Watermarking LLMs
Cryptographic foundations for detecting and protecting AI-generated text
Large language models are rapidly becoming part of everyday writing, research, education, and software development. As these systems become more powerful, it becomes increasingly important to understand when a piece of text was generated by an AI system, whether it has been modified, and what guarantees such detection mechanisms can provide.
This project studies watermarking for large language models from a cryptographic and theoretical perspective.
Watermarking asks whether an LLM can generate text that looks natural to humans, but still contains a hidden signal that can later be detected by someone who knows the secret key. Ideally, this signal should survive small edits, paraphrasing, or adversarial attempts to remove it, while remaining invisible to ordinary readers.
The goal is to build a rigorous theory of LLM watermarking:
- What is possible?
- What is impossible?
- What assumptions are needed?
- And how strong can the security guarantees be?
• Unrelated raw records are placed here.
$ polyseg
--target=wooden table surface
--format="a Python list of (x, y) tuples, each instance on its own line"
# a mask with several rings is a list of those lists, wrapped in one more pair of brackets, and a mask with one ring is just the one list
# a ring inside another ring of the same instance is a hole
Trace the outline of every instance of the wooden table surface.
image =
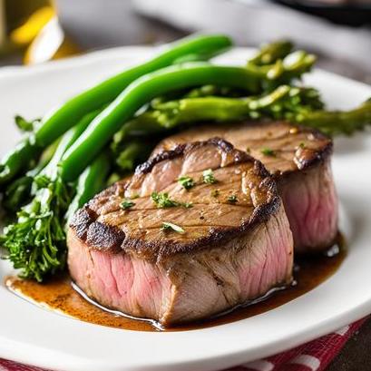
[[(83, 50), (160, 44), (186, 34), (184, 31), (139, 16), (133, 12), (129, 0), (57, 0), (57, 5), (63, 28)], [(104, 17), (102, 17), (102, 14), (104, 14)], [(6, 61), (0, 61), (0, 65), (5, 63)], [(345, 61), (321, 55), (318, 64), (359, 81), (371, 82), (370, 71), (360, 71)], [(371, 319), (347, 342), (327, 370), (371, 370), (370, 347)]]

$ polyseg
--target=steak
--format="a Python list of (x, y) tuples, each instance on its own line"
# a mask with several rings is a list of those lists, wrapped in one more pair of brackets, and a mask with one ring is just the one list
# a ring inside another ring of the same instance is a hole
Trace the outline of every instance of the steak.
[(67, 243), (71, 276), (86, 295), (162, 326), (292, 279), (292, 234), (274, 181), (218, 138), (162, 151), (95, 196), (74, 215)]
[(331, 173), (332, 141), (285, 122), (204, 125), (163, 140), (154, 150), (219, 136), (259, 160), (275, 178), (295, 250), (328, 249), (337, 235), (337, 198)]

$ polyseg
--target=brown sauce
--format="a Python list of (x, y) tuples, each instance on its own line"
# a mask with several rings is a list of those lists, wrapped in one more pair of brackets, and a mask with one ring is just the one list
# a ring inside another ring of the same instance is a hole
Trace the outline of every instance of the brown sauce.
[(68, 276), (54, 278), (43, 284), (9, 277), (5, 279), (5, 285), (15, 294), (39, 307), (82, 321), (135, 331), (183, 331), (239, 321), (282, 306), (310, 291), (331, 277), (340, 267), (346, 255), (342, 239), (339, 239), (339, 243), (326, 254), (297, 259), (294, 268), (295, 281), (290, 287), (272, 290), (264, 298), (239, 306), (213, 318), (166, 329), (156, 325), (154, 321), (131, 318), (118, 312), (103, 310), (73, 289)]

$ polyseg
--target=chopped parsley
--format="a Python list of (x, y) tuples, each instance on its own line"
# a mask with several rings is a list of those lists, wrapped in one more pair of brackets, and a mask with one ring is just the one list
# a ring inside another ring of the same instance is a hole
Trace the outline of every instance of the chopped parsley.
[(190, 190), (192, 187), (194, 187), (196, 185), (196, 183), (194, 182), (193, 179), (187, 176), (187, 175), (183, 175), (182, 177), (178, 179), (178, 182), (186, 190)]
[(217, 181), (211, 169), (205, 170), (205, 171), (202, 172), (202, 179), (206, 184), (214, 184)]
[(171, 230), (173, 230), (174, 232), (177, 232), (177, 233), (181, 233), (181, 234), (185, 232), (185, 230), (181, 227), (177, 226), (176, 224), (173, 224), (173, 223), (170, 223), (169, 221), (163, 221), (162, 222), (161, 229), (164, 232), (169, 232), (169, 231), (171, 231)]
[(120, 204), (120, 207), (122, 209), (130, 209), (132, 208), (135, 205), (135, 202), (133, 202), (132, 200), (130, 199), (123, 199), (122, 201)]
[(191, 202), (179, 202), (175, 200), (170, 199), (169, 193), (167, 192), (152, 192), (151, 198), (159, 209), (175, 208), (176, 206), (182, 206), (183, 208), (190, 209), (193, 206)]
[(238, 201), (237, 196), (235, 194), (232, 194), (232, 195), (228, 197), (227, 200), (228, 200), (229, 203), (231, 203), (231, 204), (234, 205)]
[(276, 152), (270, 148), (262, 148), (261, 153), (265, 156), (276, 156)]

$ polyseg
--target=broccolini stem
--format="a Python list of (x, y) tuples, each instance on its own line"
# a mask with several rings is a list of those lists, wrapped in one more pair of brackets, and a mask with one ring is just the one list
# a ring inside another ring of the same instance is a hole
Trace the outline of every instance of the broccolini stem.
[(114, 100), (132, 82), (140, 76), (168, 65), (194, 60), (207, 60), (231, 46), (231, 41), (222, 34), (187, 37), (167, 45), (153, 59), (130, 68), (68, 100), (64, 104), (43, 118), (34, 133), (10, 151), (0, 162), (0, 184), (14, 179), (25, 164), (85, 114)]

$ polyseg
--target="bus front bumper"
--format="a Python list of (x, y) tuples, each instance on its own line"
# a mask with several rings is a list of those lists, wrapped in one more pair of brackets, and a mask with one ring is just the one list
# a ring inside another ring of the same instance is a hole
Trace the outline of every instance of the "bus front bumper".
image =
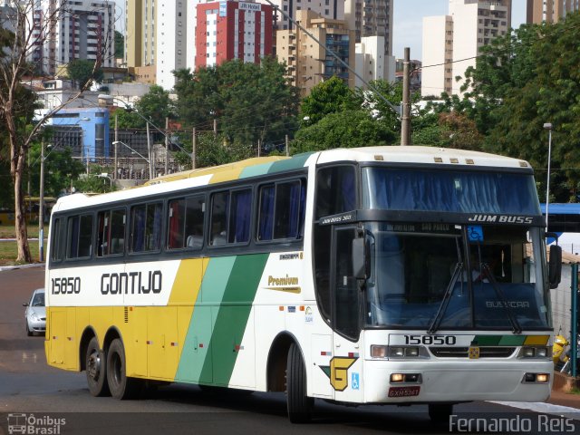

This direction connects cryptography, pseudorandomness, coding theory, and the theory of language models. It also raises basic conceptual questions: unlike classical digital watermarks, text generated by an LLM must remain fluent, diverse, and statistically close to natural language. This makes watermarking LLM outputs both practically important and theoretically subtle.
Motivation
Cryptography has repeatedly shown that informal security ideas can fail unless they are supported by precise definitions and proofs. LLM watermarking is no exception.
A good watermarking scheme should not merely work against simple tests or weak attacks. It should be meaningful even when the adversary understands the watermarking algorithm, can query the system, and actively tries to remove or forge the watermark.
This project aims to understand watermarking through this stronger lens.
Main Themes
The project focuses on the following questions.
- Can watermarking be based on standard cryptographic assumptions?
- What kinds of robustness are achievable against editing and paraphrasing?
- Can watermarking remain secure under strong adversarial access?
- Are there inherent barriers to constructing watermarking schemes with very strong guarantees?
- How do watermarking schemes relate to pseudorandom codes and cryptographic authentication?